We cannot do it alone. 

As I mentioned, the last week of December wasn’t just rough because of the uncertainty. It was made better as we bore witness to all of the love. 

I hesitate to share any unnecessary worry until we know more, but I want to ask for your prayers.

“Prayer makes your heart bigger, until it is capable of containing the gift of God himself. Prayer begets faith, faith begets love, and love begets service…” Mother Teresa

Just as we were obedient to the call of keeping the beginning of this journey sacred on our small boat together, I’m feeling a strong call to ask your prayers—so climb aboard the boat.

We will work together to move the boat forward. Sometimes we may lose rhythm and fall back—please paddle with us for this leg of the race.

And we’ll keep our fixed eyes on God because he’s at the helm. We will trust Him because I know from the few times I didn’t, I quite literally landed in the water. We cannot calm these storms without him. 

Our last MRI left us with questions rather than the clarity of the previous ones. 

We know cancer is unpredictable like this.

Let’s paddle and pray for the next scan to be clear so we can move forward together in one vessel —a community, a church, one body in Christ. Let’s head in the same direction trusting without borders abounding in love and support.

My friend Elizabeth ended her morning reflection with a question on the morning of the Feast of the Epiphany, where she talked about Jesus Teaching Peter to Trust. She asked us to reflect on where we have seen and known God’s love for us. (1 John 4:16). 

And my Epiphany was: I have seen God’s love for us in every one of you. 

Thank you for your generosity with the fundraiser Sophia started for us. We are humbled beyond words. Thank you for your love, your encouraging words, your prayers, your hearts, and your presence in our life. So climb aboard.

“Spirit lead me where my trust is without borders.

Let me walk upon the waters.

Wherever You would call me

Take me deeper than my feet could ever wander.

And my faith will be made stronger.

In the presence of my Savior” – Hillsong United, Oceans

An Invitation to prayer with us:

We often pray Novenas in our home In the Roman Catholic Church) is a form of worship consisting of special prayers or services on nine successive days to obtain special graces, favors, or make specific intentions.
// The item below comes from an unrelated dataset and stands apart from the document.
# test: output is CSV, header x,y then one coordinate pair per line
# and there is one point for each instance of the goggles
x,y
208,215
Today (January 13) marks the Feast of St. Peregrine, the patron Saint of Cancer. It is the first day of the Saint Peregrine Novena for Cancer Patients!

Saint Peregrine suffered with cancer on his leg and he was told it needed to be amputated. So St. Peregrine turned to the cross and prayed. He did not allow his illness to bring him to despair, but rather it brought him closer to the cross, even through his suffering. 

So today, let’s pray for all cancer patients — that their illness will not bring them to despair.